Être Dieu, être Fils de Dieu
ne signifie pas être
dans une toute-puissance autonome
qui n’a besoin de personne.
Au contraire :
« Les mots que je vous dis,
je ne les prononce pas de moi-même » (Jn 19,10) .
« Moi, je ne parle pas de moi-même,
mais le Père qui m’a donné mission,
Lui m’a commandé
que dire et comment parler » (Jn 12,49).
Et les œuvres, et les signes ?
« Ce sont les œuvres
que le Père m’a donné à accomplir » (Jn 5,16).
Et même : « Le Père, demeurant en Moi,
fait ses œuvres » (Jn 14,10).
Souvenons-nous de ce que Jésus avait proclamé
après la guérison du paralytique de Bethesda :
« Je ne peux, moi, rien faire de moi-même » (Jn 5,30).

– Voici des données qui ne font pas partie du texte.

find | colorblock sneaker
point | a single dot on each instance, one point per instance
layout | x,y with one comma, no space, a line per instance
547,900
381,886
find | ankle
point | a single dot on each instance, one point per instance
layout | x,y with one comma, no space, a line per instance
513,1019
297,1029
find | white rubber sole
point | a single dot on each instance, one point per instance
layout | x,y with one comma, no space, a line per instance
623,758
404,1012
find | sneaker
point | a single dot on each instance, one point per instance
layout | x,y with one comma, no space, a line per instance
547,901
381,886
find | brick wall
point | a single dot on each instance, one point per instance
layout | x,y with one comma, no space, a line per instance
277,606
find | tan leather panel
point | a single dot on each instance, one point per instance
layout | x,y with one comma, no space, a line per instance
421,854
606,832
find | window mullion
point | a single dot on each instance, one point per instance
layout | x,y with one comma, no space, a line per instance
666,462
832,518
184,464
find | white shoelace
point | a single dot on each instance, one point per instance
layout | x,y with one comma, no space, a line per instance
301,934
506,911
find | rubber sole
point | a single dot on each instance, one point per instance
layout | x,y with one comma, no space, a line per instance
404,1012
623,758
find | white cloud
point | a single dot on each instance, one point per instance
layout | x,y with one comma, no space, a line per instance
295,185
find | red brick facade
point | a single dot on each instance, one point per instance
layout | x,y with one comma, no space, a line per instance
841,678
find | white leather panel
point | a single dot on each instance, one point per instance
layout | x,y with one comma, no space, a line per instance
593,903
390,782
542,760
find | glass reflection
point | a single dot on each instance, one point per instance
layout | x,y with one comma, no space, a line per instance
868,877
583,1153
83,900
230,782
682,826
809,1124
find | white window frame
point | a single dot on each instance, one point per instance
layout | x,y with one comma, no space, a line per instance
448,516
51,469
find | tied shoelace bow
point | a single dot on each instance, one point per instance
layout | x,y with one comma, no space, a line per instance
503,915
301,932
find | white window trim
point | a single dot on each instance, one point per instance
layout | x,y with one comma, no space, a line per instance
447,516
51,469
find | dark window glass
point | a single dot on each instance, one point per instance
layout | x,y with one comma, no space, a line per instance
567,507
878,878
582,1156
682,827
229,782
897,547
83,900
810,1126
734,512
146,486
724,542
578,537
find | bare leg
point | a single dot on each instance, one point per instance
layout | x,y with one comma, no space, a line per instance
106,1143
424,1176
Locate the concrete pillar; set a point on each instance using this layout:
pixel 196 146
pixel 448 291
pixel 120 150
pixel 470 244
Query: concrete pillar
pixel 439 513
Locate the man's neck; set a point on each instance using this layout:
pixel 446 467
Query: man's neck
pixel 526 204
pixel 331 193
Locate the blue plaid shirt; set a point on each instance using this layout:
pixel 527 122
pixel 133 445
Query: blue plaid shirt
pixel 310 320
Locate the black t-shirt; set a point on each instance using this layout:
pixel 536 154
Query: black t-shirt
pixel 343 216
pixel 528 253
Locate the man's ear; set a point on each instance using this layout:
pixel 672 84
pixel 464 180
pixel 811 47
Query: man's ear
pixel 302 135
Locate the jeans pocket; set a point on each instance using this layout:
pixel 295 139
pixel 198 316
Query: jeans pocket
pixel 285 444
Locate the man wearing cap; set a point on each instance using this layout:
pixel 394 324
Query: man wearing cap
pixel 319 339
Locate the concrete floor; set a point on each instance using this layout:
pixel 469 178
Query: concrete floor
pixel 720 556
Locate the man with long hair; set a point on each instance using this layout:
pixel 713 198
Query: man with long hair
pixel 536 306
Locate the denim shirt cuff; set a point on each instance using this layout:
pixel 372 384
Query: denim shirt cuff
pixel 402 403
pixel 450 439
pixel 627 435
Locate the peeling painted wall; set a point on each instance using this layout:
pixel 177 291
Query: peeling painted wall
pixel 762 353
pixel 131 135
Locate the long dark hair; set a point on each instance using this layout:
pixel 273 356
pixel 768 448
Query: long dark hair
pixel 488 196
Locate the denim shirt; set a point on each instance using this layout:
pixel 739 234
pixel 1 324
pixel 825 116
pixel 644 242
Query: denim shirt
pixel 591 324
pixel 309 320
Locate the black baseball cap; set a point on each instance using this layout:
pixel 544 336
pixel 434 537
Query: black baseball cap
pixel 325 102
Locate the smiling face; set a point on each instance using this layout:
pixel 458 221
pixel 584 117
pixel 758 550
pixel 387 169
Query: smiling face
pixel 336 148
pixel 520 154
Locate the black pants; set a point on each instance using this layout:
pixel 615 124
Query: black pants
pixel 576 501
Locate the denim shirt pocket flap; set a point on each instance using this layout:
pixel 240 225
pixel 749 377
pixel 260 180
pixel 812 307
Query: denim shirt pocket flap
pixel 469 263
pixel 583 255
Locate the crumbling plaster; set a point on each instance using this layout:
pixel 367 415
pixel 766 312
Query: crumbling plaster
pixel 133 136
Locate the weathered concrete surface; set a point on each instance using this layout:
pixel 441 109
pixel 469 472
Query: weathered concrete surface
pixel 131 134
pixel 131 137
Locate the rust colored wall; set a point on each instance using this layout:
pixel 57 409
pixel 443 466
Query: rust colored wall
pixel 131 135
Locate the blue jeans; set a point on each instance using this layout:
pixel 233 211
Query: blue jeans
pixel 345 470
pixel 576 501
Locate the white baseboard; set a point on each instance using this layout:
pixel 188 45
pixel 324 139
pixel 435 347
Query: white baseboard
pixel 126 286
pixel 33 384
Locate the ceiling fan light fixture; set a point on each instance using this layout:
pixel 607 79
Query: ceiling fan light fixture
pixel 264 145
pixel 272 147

Philippe avait-il compris cela ?
L’avons-nous compris ?

Notre intelligence blessée, notre culture blessée,
nous a convaincu que l’humanité accomplie, adulte,
que l’humanité idéale,
est celle d’un homme,
d’une femme qui ne manque de rien,
et qui ne dépend de personne.
« Je n’ai besoin de personne sur ma Harley Davidson
chantait une star des années ′70 » !

Si cela était vrai,
alors l’humanité de Jésus
serait entièrement inaccomplie !
Car Jésus est Celui
qui vit constamment en dépendance du Père.
En son humanité, il vit à chaque instant
cette dépendance filiale,
cette obéissance aimante.
Sa mort et sa résurrection
vont-elles l’affranchir de cette dépendance ?
Non, tout au contraire,
elles le consacrent dans cette dépendance
puisque l’humanité de Jésus est toute entière saisie
dans la gloire du Fils,
et la gloire éternelle du Fils
est d’être Celui qui se reçoit éternellement du Père.
C’est sa gloire !
C’est sa divinité !
En Lui divinité et pauvreté sont inséparables !

Voilà qui démolit toute notre idée de Dieu
comme superpuissance.
En Dieu tout est communion
dans l’accueil réciproque des Personnes divines !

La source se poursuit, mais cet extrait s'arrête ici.